SINGAPORE - All Secondary 1 girls in national schools, including madrasahs, will be offered free vaccination from next month to protect them against cervical cancer.
About 200 women get the cancer each year and 70 die from it, said Senior Minister of State for Health Dr Amy Khor on Wednesday (March 6).
She said: "This cancer, which is caused by infection with the Human Papilloma Virus (HPV), can be prevented with vaccination and screening."
The vaccine protects women against common HPV strains which primarily causes cervical cancer, but can also cause vulva, vaginal and anal cancers.
As a one time catch-up, the offer will be progressively extended to all girls currently studying in Secondary school.
Those of similar age studying in private education institutes will also be offered the free vaccination, if they are Singapore residents.
The government has put aside $10 million for this year, and $2.5 million annually from next year.
This is an opt-in scheme.
Singapore has picked the oldest of three HPV vaccines on the market, Cervarix, which protects against HPV strains 16 and 18, which account for 70 per cent of cervical cancers.
The MOH told The Straits Times that Cervarix was selected based on factors such as efficacy, price and stock availability.
Its spokesman added: "MOH is evaluating Gardasil 9 to compare it to the other two HPV vaccines. If found to be cost-effective in the local setting compared to Cervarix or Gardasil, MOH will consider offering Gardasil 9 under the school-based programme in the future."
Gardasil 9, the only HPV vaccine used in the United States, protects against nine strains that account for 90 per cent of cervical cancers.
HPV is generally transmitted during sex, and the vaccine is recommended before women become sexually active.
Girls who are 14 years and younger need two doses of the vaccine while those who are 15 years and older require three doses.
The first dose will be given in Secondary 1 and the second dose the following year. A third dose will be given to older students. The vaccination will be done in school.
Depending on the vaccine used and the age of the person, cost ranges from about $300 to more than $700 for the full course of two or three doses.

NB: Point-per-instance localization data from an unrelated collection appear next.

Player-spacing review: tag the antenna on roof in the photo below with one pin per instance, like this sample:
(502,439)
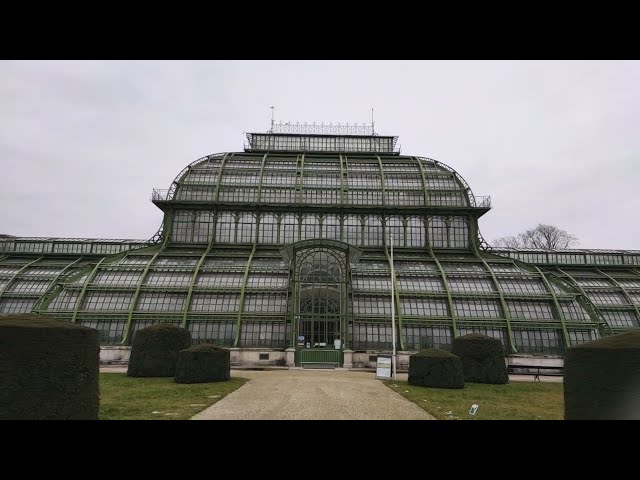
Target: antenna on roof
(373,130)
(272,109)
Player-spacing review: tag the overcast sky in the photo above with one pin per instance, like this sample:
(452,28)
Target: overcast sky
(83,143)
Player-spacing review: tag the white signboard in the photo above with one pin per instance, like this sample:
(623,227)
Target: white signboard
(383,368)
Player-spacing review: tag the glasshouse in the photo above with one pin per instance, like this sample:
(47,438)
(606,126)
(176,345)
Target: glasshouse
(298,248)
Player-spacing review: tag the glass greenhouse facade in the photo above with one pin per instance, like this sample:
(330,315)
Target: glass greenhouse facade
(286,245)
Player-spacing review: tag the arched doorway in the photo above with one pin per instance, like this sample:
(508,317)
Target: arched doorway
(319,302)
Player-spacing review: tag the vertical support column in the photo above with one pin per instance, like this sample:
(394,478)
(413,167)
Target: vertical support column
(236,342)
(382,182)
(343,173)
(424,181)
(196,272)
(224,159)
(398,310)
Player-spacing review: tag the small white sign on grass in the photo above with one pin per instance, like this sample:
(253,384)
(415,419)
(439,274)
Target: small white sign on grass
(383,367)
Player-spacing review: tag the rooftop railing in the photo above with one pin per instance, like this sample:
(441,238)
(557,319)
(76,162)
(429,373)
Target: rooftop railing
(481,201)
(160,195)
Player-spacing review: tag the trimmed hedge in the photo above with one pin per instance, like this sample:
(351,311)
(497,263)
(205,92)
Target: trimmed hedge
(154,350)
(48,369)
(602,379)
(203,363)
(482,358)
(435,368)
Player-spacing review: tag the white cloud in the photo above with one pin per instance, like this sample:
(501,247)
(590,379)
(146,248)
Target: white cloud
(82,143)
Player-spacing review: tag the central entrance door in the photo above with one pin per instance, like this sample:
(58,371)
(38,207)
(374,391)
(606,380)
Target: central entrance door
(320,298)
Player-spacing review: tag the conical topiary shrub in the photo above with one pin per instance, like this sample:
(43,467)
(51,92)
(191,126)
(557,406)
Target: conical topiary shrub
(482,358)
(203,363)
(48,369)
(154,351)
(602,379)
(435,368)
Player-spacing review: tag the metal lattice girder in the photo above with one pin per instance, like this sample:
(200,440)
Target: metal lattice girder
(505,308)
(558,308)
(449,298)
(83,292)
(624,292)
(126,338)
(595,311)
(450,188)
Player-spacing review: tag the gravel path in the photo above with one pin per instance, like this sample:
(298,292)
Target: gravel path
(312,395)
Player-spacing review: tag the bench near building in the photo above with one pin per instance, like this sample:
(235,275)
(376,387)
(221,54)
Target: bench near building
(282,249)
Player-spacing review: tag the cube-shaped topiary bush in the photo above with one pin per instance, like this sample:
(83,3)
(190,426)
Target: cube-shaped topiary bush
(203,363)
(154,350)
(602,379)
(48,369)
(482,358)
(435,368)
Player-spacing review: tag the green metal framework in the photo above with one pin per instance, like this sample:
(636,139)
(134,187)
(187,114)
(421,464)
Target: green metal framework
(225,262)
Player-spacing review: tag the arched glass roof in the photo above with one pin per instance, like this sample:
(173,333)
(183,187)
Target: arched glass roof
(322,179)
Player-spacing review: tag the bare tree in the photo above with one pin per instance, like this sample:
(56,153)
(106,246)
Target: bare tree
(543,236)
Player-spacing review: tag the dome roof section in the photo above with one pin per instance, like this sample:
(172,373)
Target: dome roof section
(327,179)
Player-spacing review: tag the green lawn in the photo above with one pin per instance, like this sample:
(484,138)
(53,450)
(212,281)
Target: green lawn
(134,398)
(513,401)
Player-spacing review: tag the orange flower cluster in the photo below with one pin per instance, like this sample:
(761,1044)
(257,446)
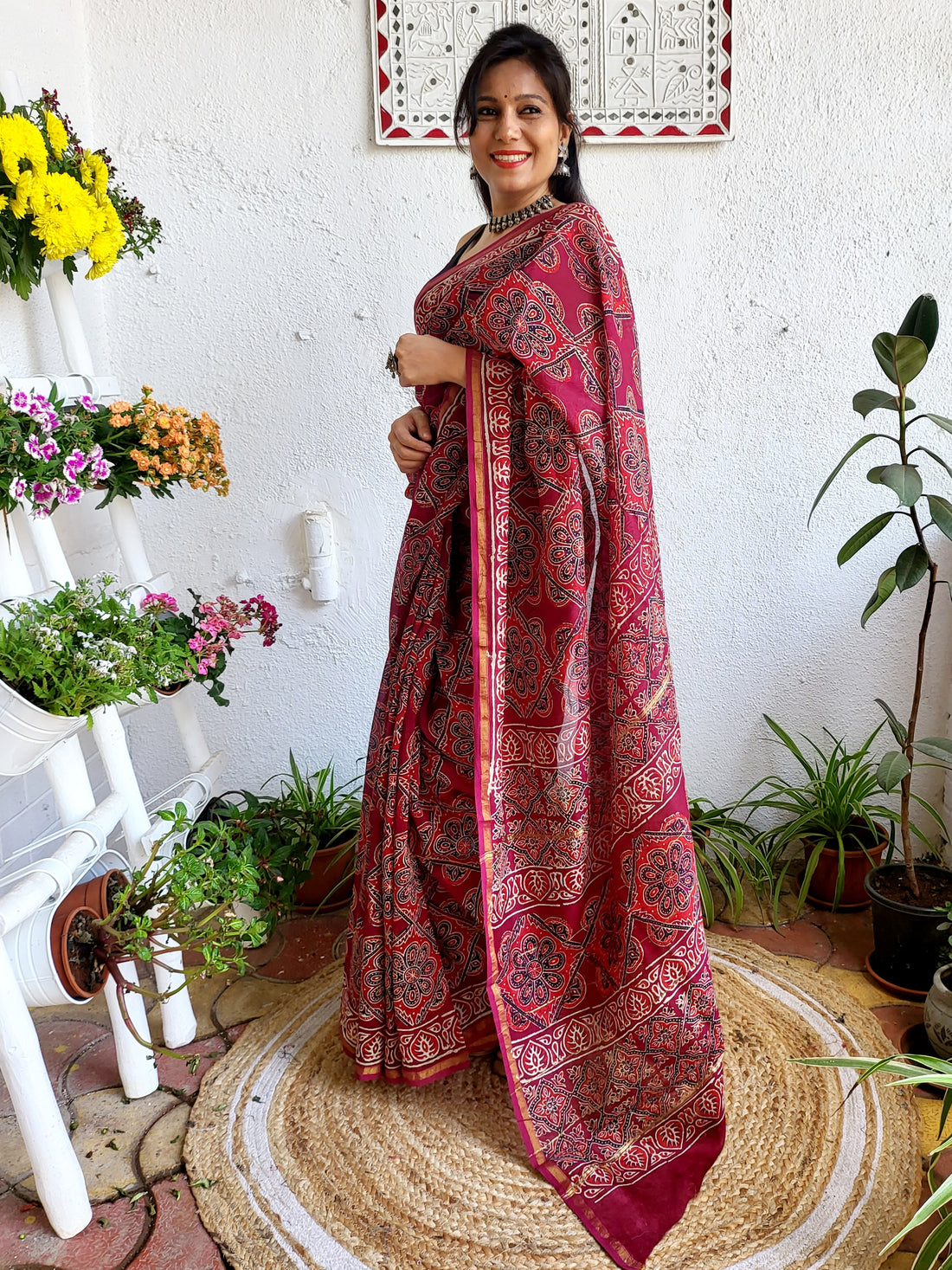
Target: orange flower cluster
(173,445)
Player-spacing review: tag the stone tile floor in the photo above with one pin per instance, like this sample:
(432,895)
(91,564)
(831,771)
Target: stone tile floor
(144,1209)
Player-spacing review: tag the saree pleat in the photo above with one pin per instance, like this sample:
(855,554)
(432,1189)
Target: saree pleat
(525,870)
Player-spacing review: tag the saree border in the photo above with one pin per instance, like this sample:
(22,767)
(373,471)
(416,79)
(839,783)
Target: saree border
(483,519)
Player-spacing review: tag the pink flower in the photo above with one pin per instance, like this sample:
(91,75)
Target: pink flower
(74,465)
(159,603)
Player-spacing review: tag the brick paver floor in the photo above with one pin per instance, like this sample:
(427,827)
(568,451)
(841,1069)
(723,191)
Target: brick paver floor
(144,1209)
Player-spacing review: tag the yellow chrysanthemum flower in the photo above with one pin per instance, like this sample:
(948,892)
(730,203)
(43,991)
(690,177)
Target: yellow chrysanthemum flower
(106,242)
(56,133)
(24,195)
(68,220)
(19,140)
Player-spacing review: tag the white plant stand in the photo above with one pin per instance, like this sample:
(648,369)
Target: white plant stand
(26,893)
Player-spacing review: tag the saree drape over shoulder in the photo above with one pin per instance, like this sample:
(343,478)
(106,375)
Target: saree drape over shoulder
(524,867)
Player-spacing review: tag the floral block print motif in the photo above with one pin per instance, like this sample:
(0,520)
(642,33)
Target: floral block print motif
(525,865)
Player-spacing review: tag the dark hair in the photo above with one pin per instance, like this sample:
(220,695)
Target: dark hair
(522,43)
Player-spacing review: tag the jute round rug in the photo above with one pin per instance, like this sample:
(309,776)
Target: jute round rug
(315,1170)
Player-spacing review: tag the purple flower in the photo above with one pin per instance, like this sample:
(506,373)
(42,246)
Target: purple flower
(74,465)
(42,493)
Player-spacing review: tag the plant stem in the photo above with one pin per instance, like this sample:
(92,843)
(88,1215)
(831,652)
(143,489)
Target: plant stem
(919,668)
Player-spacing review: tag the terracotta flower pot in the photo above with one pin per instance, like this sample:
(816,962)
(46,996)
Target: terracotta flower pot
(73,949)
(937,1012)
(856,867)
(95,893)
(326,879)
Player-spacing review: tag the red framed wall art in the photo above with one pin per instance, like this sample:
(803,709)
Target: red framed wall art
(644,70)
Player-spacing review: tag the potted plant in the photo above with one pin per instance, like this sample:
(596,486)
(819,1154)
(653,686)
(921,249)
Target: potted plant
(911,1071)
(62,657)
(302,837)
(60,198)
(906,899)
(735,859)
(832,812)
(209,633)
(48,452)
(183,900)
(49,951)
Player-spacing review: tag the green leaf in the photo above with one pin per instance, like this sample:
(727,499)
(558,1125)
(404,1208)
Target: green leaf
(922,320)
(884,590)
(932,454)
(838,469)
(904,480)
(897,729)
(875,399)
(936,1243)
(936,747)
(941,511)
(910,567)
(900,356)
(862,536)
(892,769)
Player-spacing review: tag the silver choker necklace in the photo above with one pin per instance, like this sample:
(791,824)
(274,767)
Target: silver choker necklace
(500,223)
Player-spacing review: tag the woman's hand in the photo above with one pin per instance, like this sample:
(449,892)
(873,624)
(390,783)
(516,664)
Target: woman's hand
(426,359)
(410,438)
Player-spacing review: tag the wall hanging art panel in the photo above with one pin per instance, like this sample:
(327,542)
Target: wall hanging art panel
(642,70)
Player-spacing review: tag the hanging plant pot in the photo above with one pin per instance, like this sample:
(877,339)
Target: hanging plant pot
(937,1012)
(52,951)
(173,688)
(856,865)
(29,733)
(908,941)
(328,886)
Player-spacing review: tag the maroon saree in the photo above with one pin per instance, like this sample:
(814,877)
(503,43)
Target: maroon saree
(524,865)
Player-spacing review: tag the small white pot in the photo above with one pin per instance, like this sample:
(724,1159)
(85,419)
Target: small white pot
(938,1014)
(27,733)
(29,944)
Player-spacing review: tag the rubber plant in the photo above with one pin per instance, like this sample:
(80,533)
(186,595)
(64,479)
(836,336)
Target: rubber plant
(902,358)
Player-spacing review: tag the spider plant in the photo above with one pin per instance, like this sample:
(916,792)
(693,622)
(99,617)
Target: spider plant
(732,856)
(911,1069)
(834,805)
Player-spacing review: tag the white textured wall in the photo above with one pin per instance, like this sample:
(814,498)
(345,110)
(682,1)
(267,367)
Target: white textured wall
(761,269)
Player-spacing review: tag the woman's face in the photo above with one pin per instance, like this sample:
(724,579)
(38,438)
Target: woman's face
(517,135)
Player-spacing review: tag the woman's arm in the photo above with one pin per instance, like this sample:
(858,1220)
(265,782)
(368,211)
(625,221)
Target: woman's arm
(426,359)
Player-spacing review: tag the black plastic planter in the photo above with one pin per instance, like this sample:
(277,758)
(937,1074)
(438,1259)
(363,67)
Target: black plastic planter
(909,944)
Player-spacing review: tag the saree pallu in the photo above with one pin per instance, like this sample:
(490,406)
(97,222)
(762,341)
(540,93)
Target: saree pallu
(525,869)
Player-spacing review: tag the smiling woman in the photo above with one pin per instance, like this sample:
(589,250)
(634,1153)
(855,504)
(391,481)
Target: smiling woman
(525,867)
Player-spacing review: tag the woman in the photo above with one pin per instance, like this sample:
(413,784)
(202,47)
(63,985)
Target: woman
(525,873)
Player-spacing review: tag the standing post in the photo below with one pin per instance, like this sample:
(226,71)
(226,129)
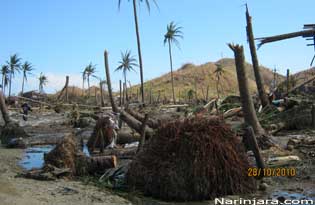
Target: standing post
(109,84)
(120,96)
(259,81)
(313,116)
(67,94)
(288,80)
(251,141)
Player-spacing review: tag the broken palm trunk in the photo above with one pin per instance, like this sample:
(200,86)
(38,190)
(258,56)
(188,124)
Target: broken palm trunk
(104,135)
(67,155)
(124,116)
(11,130)
(246,100)
(259,82)
(185,159)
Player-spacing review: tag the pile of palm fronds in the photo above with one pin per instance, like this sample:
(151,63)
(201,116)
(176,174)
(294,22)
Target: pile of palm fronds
(193,159)
(63,155)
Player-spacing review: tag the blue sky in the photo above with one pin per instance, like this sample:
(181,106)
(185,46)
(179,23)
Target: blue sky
(60,37)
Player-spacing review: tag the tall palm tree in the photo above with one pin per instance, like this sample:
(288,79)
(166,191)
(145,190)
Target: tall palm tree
(43,80)
(5,72)
(138,38)
(218,72)
(89,71)
(172,34)
(126,64)
(14,65)
(83,81)
(26,68)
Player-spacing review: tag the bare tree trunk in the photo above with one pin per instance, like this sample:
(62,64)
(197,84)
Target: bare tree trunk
(120,94)
(109,84)
(4,110)
(102,96)
(22,86)
(139,48)
(259,81)
(288,80)
(171,64)
(246,99)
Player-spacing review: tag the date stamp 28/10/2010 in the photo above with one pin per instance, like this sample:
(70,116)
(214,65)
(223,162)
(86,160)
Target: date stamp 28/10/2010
(271,172)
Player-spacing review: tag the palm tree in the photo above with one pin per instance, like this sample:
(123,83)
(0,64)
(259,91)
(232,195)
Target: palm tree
(42,82)
(5,77)
(89,71)
(83,80)
(126,64)
(138,38)
(26,69)
(173,33)
(14,65)
(218,72)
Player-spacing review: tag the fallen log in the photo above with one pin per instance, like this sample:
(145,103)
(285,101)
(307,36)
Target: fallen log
(232,112)
(305,33)
(34,101)
(173,106)
(299,86)
(283,161)
(151,122)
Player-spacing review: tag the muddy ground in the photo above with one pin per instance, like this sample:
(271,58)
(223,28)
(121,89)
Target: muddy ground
(50,127)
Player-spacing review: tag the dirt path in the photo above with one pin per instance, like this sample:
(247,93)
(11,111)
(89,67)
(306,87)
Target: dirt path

Up to $400 from Medisave can be used for two of the HPV vaccines, for females between the ages of nine and 26 years.
More than 70 countries, including Brunei and Malaysia have included the HPV vaccine in their national immunisation programme.
Women who have had the vaccine will still need to go for regular Pap smear tests to check for cervical cancers, since the vaccine does not protect against all strains.
The ministry also announced that it will be adopting a more accurate cervical cancer test which will allow women to test every five years, instead of every three years.
"The better test will cost more, but the Government will provide more subsidies, so the cost to women will be the same in the long run," said Dr Khor.
This is part of the MOH's move to increase disease prevention so as to reduce the strain on healthcare services down the line.
Another change in this direction is to introduce non-fasting blood tests for diabetes and cholesterol. From May, these tests will be available at the more than 1,000 Community Health Assist Scheme (Chas) GP clinics.
This way, the doctors would be able to recommend, and immediately carry out, such tests instead of getting the person to come back another day with his stomach empty.
Under Screen for Life, such tests are free for the Pioneer Generation, and cost $2 for Chas cardholders. From Nov 1, the Merdeka Generation will also pay $2. All other Singaporeans pay $5.
Dr Khor said women who had gestational diabetes, and are therefore at higher risk of getting diabetes, will be automatically eligible for subsidised screening without needing to take the risk assessment test.
To cut the risk of cardiovascular diseases, the MOH plans to ban partially hydrogenated oils (PHOs), which is a key source of artificial trans fat.
This is a step further than the 2 per cent limit of trans fat in fats and oils introduced in 2013. That has reduced daily trans fat intake from 2.1g in 2010 to 1g last year.
The ban will also apply to all pre-packaged food, like noodles and cookies.
Mr Amrin Amin, Senior Parliamentary Secretary for Health, said the ban "should not have an adverse effect on Singaporeans' food options and cost".